If I am being completely honest here, I never felt like I fit in anywhere. I didn’t fit in Italy, I don’t think I fit in the US at all, everything I do I feel like I fail at. My track record is just pathetic. I couldn’t get a job in the airline industry, I was unable to franchise a Domino’s Pizza store (despite enormous heroic efforts there as well… the stuff I did… ugh!), then I had to quit my MicroAge job just when it was going so well when Nicky was born…
I feel like I am a major loser in that Dept as well… first baby, dead. Check. Second pregnancy, miscarriage. Check. Third baby, one of the more severe forms of EB. Fantastic. Then and only then I got Connor, and that’s only because I am not a quitter.
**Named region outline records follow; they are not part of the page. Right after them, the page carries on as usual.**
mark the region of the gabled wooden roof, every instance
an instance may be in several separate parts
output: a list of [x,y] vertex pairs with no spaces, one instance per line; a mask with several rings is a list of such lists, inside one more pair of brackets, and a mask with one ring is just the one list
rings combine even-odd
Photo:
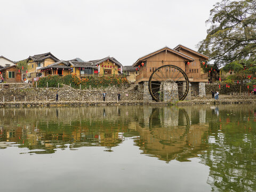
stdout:
[[118,61],[117,61],[116,59],[115,59],[114,57],[110,57],[109,56],[106,57],[106,58],[104,58],[103,59],[97,59],[95,60],[91,60],[88,61],[89,62],[91,62],[92,65],[99,65],[102,62],[107,61],[108,59],[110,60],[111,61],[115,63],[115,64],[117,64],[117,65],[119,65],[120,67],[123,67],[123,65]]
[[55,61],[58,61],[60,60],[56,57],[53,55],[51,52],[45,53],[38,54],[33,56],[29,56],[27,60],[28,61],[29,59],[32,59],[34,61],[39,61],[47,58],[51,58]]
[[6,58],[6,57],[3,56],[3,55],[1,55],[0,56],[0,58],[4,58],[4,59],[6,59],[7,60],[7,61],[9,61],[10,62],[12,62],[13,64],[14,64],[14,62],[13,61],[12,61],[12,60],[10,60],[9,59],[7,59]]
[[180,45],[178,45],[177,46],[176,46],[173,49],[174,50],[178,51],[180,49],[184,49],[186,51],[189,51],[189,52],[191,52],[191,53],[192,53],[194,54],[200,56],[200,57],[203,58],[204,59],[205,59],[205,60],[209,59],[209,57],[208,56],[204,55],[203,54],[200,53],[199,53],[197,51],[196,51],[195,50],[191,50],[190,48],[188,48],[188,47],[186,47],[186,46],[185,46],[184,45],[182,45],[180,44]]
[[165,46],[163,48],[162,48],[162,49],[160,49],[159,50],[158,50],[156,51],[154,51],[152,53],[149,53],[148,54],[146,54],[146,55],[144,55],[143,57],[141,57],[141,58],[139,58],[135,62],[134,62],[132,66],[133,67],[135,67],[137,65],[138,65],[138,62],[140,61],[142,61],[142,60],[146,60],[147,58],[148,58],[149,57],[150,57],[151,56],[153,56],[155,54],[157,54],[159,53],[161,53],[163,51],[164,51],[165,50],[167,50],[167,51],[169,51],[170,52],[172,52],[173,53],[174,53],[180,57],[181,57],[182,58],[183,58],[184,59],[187,59],[188,60],[188,61],[192,61],[194,60],[194,59],[189,56],[188,56],[188,55],[185,55],[185,54],[183,54],[183,53],[180,53],[178,51],[177,51],[175,50],[172,50],[171,49],[171,48],[169,48],[167,46]]

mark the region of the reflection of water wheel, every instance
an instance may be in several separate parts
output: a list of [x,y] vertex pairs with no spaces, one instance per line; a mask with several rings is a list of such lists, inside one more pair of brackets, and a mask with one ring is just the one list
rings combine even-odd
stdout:
[[158,67],[151,75],[148,89],[152,98],[156,101],[162,100],[163,84],[167,82],[177,84],[179,100],[184,100],[189,89],[188,76],[180,68],[172,65]]

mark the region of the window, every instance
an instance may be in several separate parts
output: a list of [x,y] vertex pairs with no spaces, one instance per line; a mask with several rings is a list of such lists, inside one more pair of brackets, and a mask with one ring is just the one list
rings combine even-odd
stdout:
[[14,71],[9,71],[9,78],[15,78]]

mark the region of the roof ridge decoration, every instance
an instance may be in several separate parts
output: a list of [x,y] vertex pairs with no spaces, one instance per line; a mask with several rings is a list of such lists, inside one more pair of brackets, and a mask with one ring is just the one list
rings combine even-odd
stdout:
[[[142,56],[142,57],[141,57],[140,58],[139,58],[133,65],[132,66],[135,66],[137,64],[137,63],[140,60],[141,60],[141,59],[142,58],[144,58],[144,59],[147,59],[147,58],[148,57],[151,57],[151,56],[153,56],[154,55],[155,55],[155,54],[157,54],[157,53],[158,53],[158,52],[161,52],[162,51],[163,51],[164,50],[167,50],[169,51],[170,51],[170,52],[172,52],[174,53],[175,53],[178,55],[179,55],[180,56],[182,57],[183,57],[187,59],[190,59],[191,61],[194,61],[194,58],[190,57],[190,56],[188,56],[188,55],[187,55],[183,53],[180,53],[176,50],[173,50],[171,48],[170,48],[169,47],[167,46],[165,46],[165,47],[163,47],[163,48],[161,48],[161,49],[159,49],[155,51],[154,51],[154,52],[150,52],[150,53],[148,53],[148,54],[147,54],[146,55],[144,55],[144,56]],[[154,53],[155,53],[155,54],[154,54]],[[151,54],[153,54],[152,55],[151,55]]]
[[3,55],[0,55],[0,58],[4,58],[4,59],[9,61],[10,62],[12,62],[13,64],[14,64],[14,62],[13,61],[12,61],[11,60],[8,59],[8,58],[6,58],[5,57],[4,57]]
[[188,47],[186,47],[184,45],[182,45],[181,44],[179,44],[178,45],[176,46],[174,49],[173,50],[175,50],[177,49],[178,49],[179,47],[180,47],[180,48],[183,48],[185,50],[186,50],[187,51],[190,51],[190,52],[194,52],[194,53],[195,54],[197,54],[197,55],[202,55],[203,56],[203,57],[205,57],[206,58],[207,58],[207,59],[209,59],[209,57],[207,56],[207,55],[205,55],[205,54],[203,54],[202,53],[201,53],[196,51],[195,51],[190,48],[188,48]]

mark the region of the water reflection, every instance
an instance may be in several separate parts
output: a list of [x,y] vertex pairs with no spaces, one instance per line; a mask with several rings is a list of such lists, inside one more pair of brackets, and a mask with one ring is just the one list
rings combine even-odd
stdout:
[[101,146],[114,153],[132,139],[141,153],[167,163],[200,157],[214,191],[254,191],[255,117],[251,106],[1,109],[0,148],[40,154]]

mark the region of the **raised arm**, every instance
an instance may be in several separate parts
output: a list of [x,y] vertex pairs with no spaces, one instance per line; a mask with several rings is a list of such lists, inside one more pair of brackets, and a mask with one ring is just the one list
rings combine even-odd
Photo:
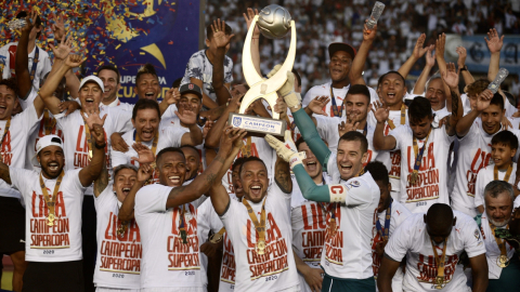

I feel like the good Lord looked down on me and said… let’s throw her a bone. I felt that too when Greg and I got married in 2002. It’s almost as if God felt sorry for me and decided that maybe I was due a bit of something good. For the past 18+ years all I’ve done is taking care of my son. Don’t get me wrong, if I could go back in time I would do it over again, but it takes its toll. I can’t go anywhere, do anything, without considerable effort. It’s only been for the past few years that I can leave him alone in the house for a short amount of time. This means I have very little freedom. Even going to school was hard. I could only take classes at a certain time of day.
So, what exactly would I do if I was able to sit in this DeLorean? Perhaps nothing, perhaps something significant. I hope people don’t take this the wrong way, but seeing your child suffering every day, or holding your dead newborn are life-changing experiences that I wish I never experienced. Would I be a terrible person if I decided not to try to franchise a Domino’s Pizza store, forget about getting a job in the airline industry & ultimately not married Nick and had our kids (Alex & Nicky)? Would that make me awful? But of course that does not mean that something worse would have happened otherwise, although I cannot contemplate anything much worse than what actually happened.
At the end of the day, this is it. This is our life. Whatever happened in 1984 or 1992 or 2004 is written in stone. It cannot be changed. I’ve cried all morning writing this blog, for many different reasons, mainly because I forgot to take my Lexapro for a few days, but also because sometimes it just feels good to let the tears flow. It is OK. I accepted things. I am a happy person in the grand scheme of things, and I appreciate all the good. I just wish my lessons hadn’t had to be learned in such a hard way.